Taste Follows the Line of Least Resistance

I don’t recall why I ordered David Carl’s Heraclitus in Sacramento, which particular reference in a footnote or suggestion on Twitter led to its arrival on my shelves a year or so ago. So far, it comprises fragments of thought, what the narrator terms lucubrations, a word I like a lot for its definition as compositions or studies that smell of the lamp.

Perhaps it is just what I need to pull me out of the reading funk that set in after finishing Doctor Faustus. I’m also reading Woolf’s diaries, intermittently, possibly the finest way to read them, also fragments of course.

I’m taking notes from most pages of Heraclitus in Sacramento. Here follows a lucubration that shall be my evening’s meditation:

When she hears a person say, “I don’t know what art is, but I know what I like,” she can’t help but think that the very courage of this affirmation (the courage of one’s taste rather than one’s convictions) belies its force. For this is not an aesthetic claim but a rather naive assertion of individuality and freedom from ideology which ignores exactly what art is; an attempt to open up perception as an awareness of just how pervasive, invasive, and insidious such ideologies are. Even granted one does know what one likes (ignoring, for the moment, how limited and ultimately irrelevant a standard this is by which to evaluate or judge works of art), has it ever occurred to the bold individual to inquire into the source of these likes (and by extension dislikes)? A genealogy of taste which any artworks of the modern period might serve as excellent starting points, reveals how socialised, how dependent, precisely how unfree such radical claims of individual freedom are. “I know what I like,” may as well be a confession of which fashion magazines one subscribes to, what one watches on TV, and what movies one has been to recently; for the idea of beauty is more often imposed from without than it is sensed from within.

Voice of Mourning

Christ's Descent into Limbo (c. 1470) - Andrea Mantegna

Christ’s Descent into Limbo (c. 1470) – Andrea Mantegna

Like King Charles’ head, Friedrich Nietzsche is always intruding in Thomas Mann’s Doctor Faustus. Nietzsche functions as a talisman in Doctor Faustus, a deeply Romantic novel suffused with parodic twists. A talisman acts as a battery for some type of force or energy, or what David Winters  describes as ‘a charm that we clasp to our hearts’. At risk of overextending the metaphor, that’s not a bad description of how I feel about Mann’s Doctor Faustus, which has rarely left my side for the last month.

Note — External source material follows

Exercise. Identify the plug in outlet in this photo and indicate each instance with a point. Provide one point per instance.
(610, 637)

‘Recognition,’ writes Rita Felski, ‘comes without guarantees; it takes place in the messy and mundane world of human action, not divine revelation.’ Doctor Faustus is by no means a perfect novel (whatever that might resemble). Its narrative frequently drags, sometimes almost intolerably. But there is also a deep intoxication at being absorbed in a novel that reveals, or at least tries to reveal, the rhythm of life.

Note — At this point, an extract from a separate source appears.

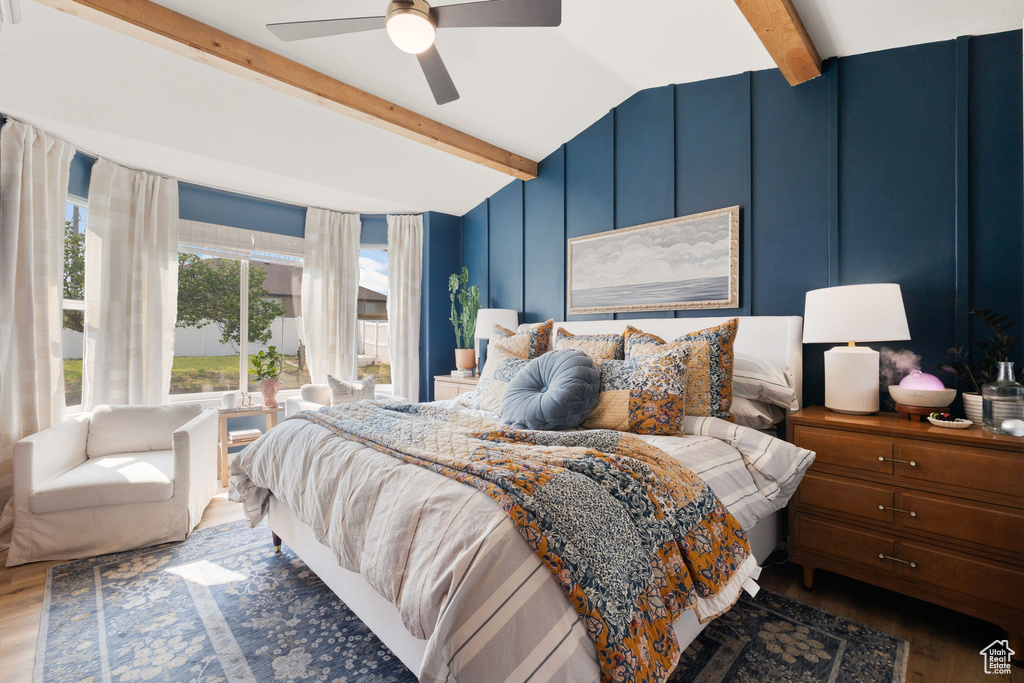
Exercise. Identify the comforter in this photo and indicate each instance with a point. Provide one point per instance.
(462, 575)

As I read the last few highly charged chapters, set aside the finished book, and spent an hour gazing into the woods, I sense almost imperceptibly that my perspective is altered. The very best of fiction has this talismanic effect. Doctor Faustus, like Mann’s The Magic Mountain is one of the most intense, powerful reading experiences of my life. I am thrilled that it is over. I am mourning that it is over.

Doctor Faustus (Still)

This is the end of my third week with Thomas Mann’s Doctor Faustus. The week’s reading included Adrian Leverkühn’s pivotal conversation with Diabolus (or whichever nickname you’d prefer), in which the Devil offers Leverkühn a form of artistic genius, a breakthrough to art beyond parody. It is a terrific scene, contradicting those readers who expect Mann’s writing, via translator Helen Lowe-Porter, to be stuffy. This is a novel of ideas, crammed with German philosophy and musical history, but it is also written with a delicate, polished irony.

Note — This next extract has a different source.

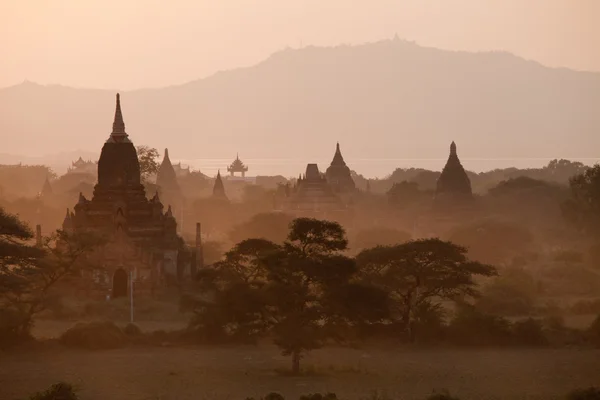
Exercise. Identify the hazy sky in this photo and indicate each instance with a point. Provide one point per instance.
(128, 44)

Distraction lies all around, and I am fighting the urge to read other things, grabbing snatches here and there of Heaney, Cernuda, Kate Tempest. Powerful though the densely-woven Doctor Faustus is, the dogmatic and bumbling narrator Serenus Zeitblom, Ph.D. is wearing after a few hundred pages. But I persist, drawn along as much by curiosity about the novel’s structural logic as by the need to follow Leverkühn’s fate.